Asset bundles help but you'll have to handle a lot by yourself
Unity comes with a powerful "Asset Bundle" system that can automatically package assets in compressed files that can be used to later access. There are nice additions in the inspector to specify in which bundle each asset should go, but it clearly looks more like a "mod" than a true feature of the engine. For example, you will have to code the creation of asset bundles by yourself in the build process, you will also have to manage loading and dependencies of asset bundles by yourself. In other words Unity gives you the tools and an example on how to do it, but you will have to create your own pipeline for this to work.
Also when you look closer you find additional problems with the way files are loaded or embedded, for example:
- the larger your asset bundle, the higher the chance that loading will fail on an instable mobile network connection. Unfortunately Unity's system will start loading the file from zero, and therefore chances are high that the download will fail again in the middle. A very frustrating situation for the user!

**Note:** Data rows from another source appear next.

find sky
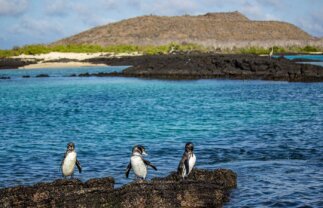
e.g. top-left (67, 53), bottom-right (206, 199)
top-left (0, 0), bottom-right (322, 49)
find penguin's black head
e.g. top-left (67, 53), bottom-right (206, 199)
top-left (67, 142), bottom-right (75, 151)
top-left (132, 145), bottom-right (147, 156)
top-left (185, 142), bottom-right (194, 152)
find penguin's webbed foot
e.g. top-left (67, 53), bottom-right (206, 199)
top-left (135, 177), bottom-right (145, 182)
top-left (180, 176), bottom-right (187, 182)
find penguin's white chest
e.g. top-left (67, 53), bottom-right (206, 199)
top-left (131, 156), bottom-right (147, 179)
top-left (62, 152), bottom-right (77, 176)
top-left (188, 154), bottom-right (196, 174)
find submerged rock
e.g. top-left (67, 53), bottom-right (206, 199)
top-left (0, 169), bottom-right (236, 208)
top-left (35, 74), bottom-right (50, 78)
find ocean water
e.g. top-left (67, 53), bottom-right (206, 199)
top-left (281, 54), bottom-right (323, 62)
top-left (0, 67), bottom-right (323, 207)
top-left (300, 62), bottom-right (323, 67)
top-left (0, 65), bottom-right (126, 78)
top-left (275, 54), bottom-right (323, 67)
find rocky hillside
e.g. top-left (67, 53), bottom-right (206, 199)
top-left (54, 12), bottom-right (315, 48)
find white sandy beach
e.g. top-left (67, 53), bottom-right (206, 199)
top-left (12, 52), bottom-right (142, 69)
top-left (13, 52), bottom-right (110, 61)
top-left (18, 62), bottom-right (107, 69)
top-left (13, 52), bottom-right (142, 61)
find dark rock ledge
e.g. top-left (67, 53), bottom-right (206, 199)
top-left (0, 169), bottom-right (236, 208)
top-left (3, 54), bottom-right (318, 82)
top-left (0, 58), bottom-right (38, 69)
top-left (83, 54), bottom-right (323, 82)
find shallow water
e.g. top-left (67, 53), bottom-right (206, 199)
top-left (0, 65), bottom-right (126, 78)
top-left (0, 68), bottom-right (322, 207)
top-left (276, 54), bottom-right (323, 62)
top-left (300, 62), bottom-right (323, 67)
top-left (284, 54), bottom-right (323, 67)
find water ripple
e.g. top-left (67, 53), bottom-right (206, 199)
top-left (0, 74), bottom-right (322, 207)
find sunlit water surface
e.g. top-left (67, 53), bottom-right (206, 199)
top-left (0, 67), bottom-right (322, 207)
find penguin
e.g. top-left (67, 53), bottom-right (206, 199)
top-left (61, 142), bottom-right (82, 178)
top-left (125, 145), bottom-right (157, 180)
top-left (178, 142), bottom-right (196, 178)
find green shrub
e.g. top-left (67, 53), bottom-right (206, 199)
top-left (236, 45), bottom-right (321, 55)
top-left (103, 45), bottom-right (139, 53)
top-left (302, 45), bottom-right (319, 52)
top-left (0, 43), bottom-right (321, 58)
top-left (273, 46), bottom-right (286, 53)
top-left (18, 45), bottom-right (51, 55)
top-left (238, 47), bottom-right (269, 55)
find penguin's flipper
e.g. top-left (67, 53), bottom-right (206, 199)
top-left (177, 153), bottom-right (189, 176)
top-left (125, 162), bottom-right (132, 178)
top-left (184, 158), bottom-right (190, 175)
top-left (76, 159), bottom-right (82, 173)
top-left (143, 159), bottom-right (157, 171)
top-left (60, 152), bottom-right (67, 176)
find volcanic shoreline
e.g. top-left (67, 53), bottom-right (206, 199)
top-left (0, 169), bottom-right (236, 208)
top-left (82, 53), bottom-right (323, 82)
top-left (1, 53), bottom-right (323, 82)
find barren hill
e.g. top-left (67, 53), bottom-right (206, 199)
top-left (54, 11), bottom-right (316, 48)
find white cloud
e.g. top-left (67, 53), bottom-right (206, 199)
top-left (0, 0), bottom-right (28, 16)
top-left (0, 33), bottom-right (7, 41)
top-left (240, 1), bottom-right (264, 19)
top-left (10, 17), bottom-right (65, 37)
top-left (239, 0), bottom-right (284, 21)
top-left (258, 0), bottom-right (283, 9)
top-left (1, 0), bottom-right (322, 49)
top-left (296, 11), bottom-right (323, 37)
top-left (135, 0), bottom-right (200, 16)
top-left (45, 0), bottom-right (70, 16)
top-left (72, 4), bottom-right (109, 27)
top-left (126, 0), bottom-right (142, 10)
top-left (99, 0), bottom-right (119, 10)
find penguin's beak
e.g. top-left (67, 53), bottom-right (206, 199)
top-left (142, 150), bottom-right (148, 156)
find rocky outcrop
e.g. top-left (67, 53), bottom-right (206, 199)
top-left (35, 74), bottom-right (50, 78)
top-left (0, 169), bottom-right (236, 208)
top-left (84, 53), bottom-right (323, 82)
top-left (0, 58), bottom-right (38, 69)
top-left (2, 53), bottom-right (322, 82)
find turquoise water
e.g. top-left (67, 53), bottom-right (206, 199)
top-left (301, 62), bottom-right (323, 67)
top-left (274, 54), bottom-right (323, 62)
top-left (274, 54), bottom-right (323, 67)
top-left (0, 67), bottom-right (323, 207)
top-left (0, 66), bottom-right (126, 78)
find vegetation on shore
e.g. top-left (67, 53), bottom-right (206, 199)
top-left (0, 43), bottom-right (206, 58)
top-left (0, 43), bottom-right (322, 58)
top-left (233, 45), bottom-right (321, 55)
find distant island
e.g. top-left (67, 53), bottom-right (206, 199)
top-left (0, 12), bottom-right (323, 82)
top-left (1, 11), bottom-right (322, 57)
top-left (54, 11), bottom-right (321, 49)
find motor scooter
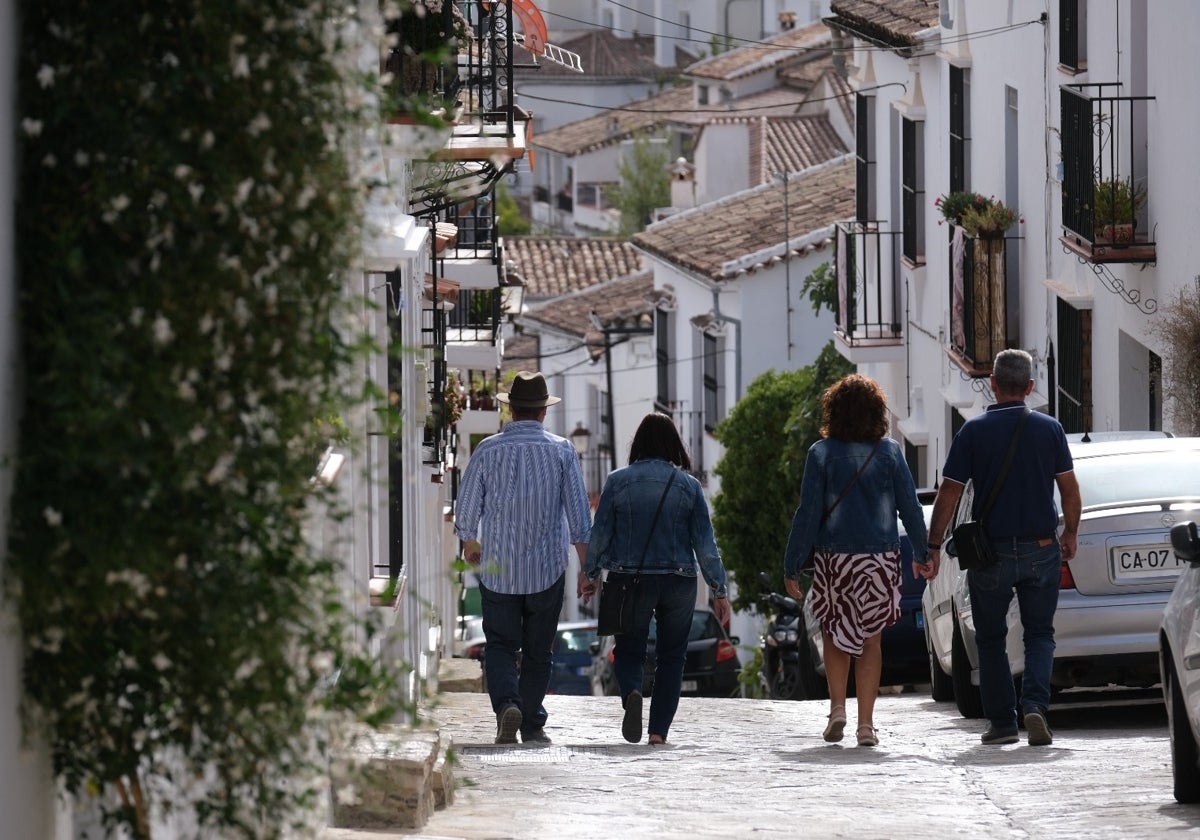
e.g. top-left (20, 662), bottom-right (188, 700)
top-left (760, 586), bottom-right (804, 700)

- on Android, the assets are embedded in the jar file, and therefore they are compressed twice and cannot be accessed with standard I/O functions
My AssetMgr and SceneSystem
- All assets that the game uses need to be assigned to small bundles in the inspector
- My custom build process builds asset bundles and optionally uploads them on an ftp server, and/or embeds them in the APK/IPA/EXE
- Asset bundles can be overiden to simulation in Unity Editor so the game can run instantly without building the asset bundles*
- On runtime, everything is downloaded & loaded by my SceneSystem through the AssetMgr before the Scene starts
- Download is not the same process as loading asset to memory, and can decide if it's best to use embedded assets. Download is managed through BestHTTP, which provides functionality to resume load if it got interrupted. Files can still be discarded at load time in case they are corrupted, thanks to Unity's AssetBundle MD5 check.

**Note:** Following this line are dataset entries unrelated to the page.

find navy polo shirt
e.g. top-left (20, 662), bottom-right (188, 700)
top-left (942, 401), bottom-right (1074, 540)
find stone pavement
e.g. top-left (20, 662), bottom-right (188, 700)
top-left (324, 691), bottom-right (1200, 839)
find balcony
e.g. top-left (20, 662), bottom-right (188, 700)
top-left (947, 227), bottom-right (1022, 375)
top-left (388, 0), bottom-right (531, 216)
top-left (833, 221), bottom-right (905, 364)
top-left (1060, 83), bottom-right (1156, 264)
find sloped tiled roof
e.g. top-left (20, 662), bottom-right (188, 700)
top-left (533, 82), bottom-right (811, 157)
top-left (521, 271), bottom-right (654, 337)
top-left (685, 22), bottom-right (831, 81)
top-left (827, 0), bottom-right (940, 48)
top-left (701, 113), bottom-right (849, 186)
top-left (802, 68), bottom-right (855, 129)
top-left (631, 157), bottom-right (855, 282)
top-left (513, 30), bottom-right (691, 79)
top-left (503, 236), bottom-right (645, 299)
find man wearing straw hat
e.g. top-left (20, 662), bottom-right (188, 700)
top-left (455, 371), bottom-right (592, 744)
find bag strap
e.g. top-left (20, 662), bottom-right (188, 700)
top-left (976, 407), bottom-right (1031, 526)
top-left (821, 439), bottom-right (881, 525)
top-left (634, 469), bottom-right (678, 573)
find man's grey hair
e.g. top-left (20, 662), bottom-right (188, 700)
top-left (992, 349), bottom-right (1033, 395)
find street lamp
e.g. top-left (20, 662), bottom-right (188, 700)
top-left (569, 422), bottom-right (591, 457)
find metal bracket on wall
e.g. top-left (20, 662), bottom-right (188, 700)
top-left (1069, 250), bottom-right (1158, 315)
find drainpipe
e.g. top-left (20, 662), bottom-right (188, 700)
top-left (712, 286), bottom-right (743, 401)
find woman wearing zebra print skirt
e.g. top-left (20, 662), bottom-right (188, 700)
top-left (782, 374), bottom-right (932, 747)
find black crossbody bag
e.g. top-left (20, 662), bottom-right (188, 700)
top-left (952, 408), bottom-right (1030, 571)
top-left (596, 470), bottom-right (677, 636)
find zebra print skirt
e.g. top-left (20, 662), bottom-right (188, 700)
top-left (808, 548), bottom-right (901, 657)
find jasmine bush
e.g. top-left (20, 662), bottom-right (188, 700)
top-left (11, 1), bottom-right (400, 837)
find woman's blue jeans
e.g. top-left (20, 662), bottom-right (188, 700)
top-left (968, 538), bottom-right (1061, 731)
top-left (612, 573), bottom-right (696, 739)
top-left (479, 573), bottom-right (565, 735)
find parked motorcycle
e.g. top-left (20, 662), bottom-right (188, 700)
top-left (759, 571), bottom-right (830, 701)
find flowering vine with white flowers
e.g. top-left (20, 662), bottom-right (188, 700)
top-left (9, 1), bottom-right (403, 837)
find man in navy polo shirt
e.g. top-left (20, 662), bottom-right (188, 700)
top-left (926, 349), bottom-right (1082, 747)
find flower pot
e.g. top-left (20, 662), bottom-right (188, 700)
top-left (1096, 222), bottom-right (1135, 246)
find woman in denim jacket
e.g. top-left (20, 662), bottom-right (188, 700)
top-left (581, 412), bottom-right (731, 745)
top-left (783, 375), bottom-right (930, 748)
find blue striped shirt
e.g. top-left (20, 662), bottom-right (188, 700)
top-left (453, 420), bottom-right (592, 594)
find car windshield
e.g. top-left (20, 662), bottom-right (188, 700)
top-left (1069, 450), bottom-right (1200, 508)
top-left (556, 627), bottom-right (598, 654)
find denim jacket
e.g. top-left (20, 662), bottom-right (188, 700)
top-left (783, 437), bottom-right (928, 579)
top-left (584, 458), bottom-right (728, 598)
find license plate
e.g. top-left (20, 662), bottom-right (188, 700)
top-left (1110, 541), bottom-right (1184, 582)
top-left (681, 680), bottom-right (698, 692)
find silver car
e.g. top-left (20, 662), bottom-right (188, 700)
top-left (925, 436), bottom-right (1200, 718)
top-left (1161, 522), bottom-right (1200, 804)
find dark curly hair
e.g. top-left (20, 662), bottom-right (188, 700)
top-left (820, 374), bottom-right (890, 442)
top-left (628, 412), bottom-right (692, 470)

- The game code makes intensive use of AssetMgr to get loaded asset and instantiate prefabs on the fly
- Scene switching is managed by my SceneSystem (each SceneSystem is actually a prefab and not a Unity Scene), and all scenes can run either in the game as a whole, or stand alone. This makes it quicker to jump directly to your scene for debugging purposes.
* this also solves an issue with bundle shaders, since asset bundles are platform-specific it will not contain shaders for your Editor system if you target mobile for example. This will cause some infamous magenta shaded elements in your game if you run it in the editor while using inappropriate bundles.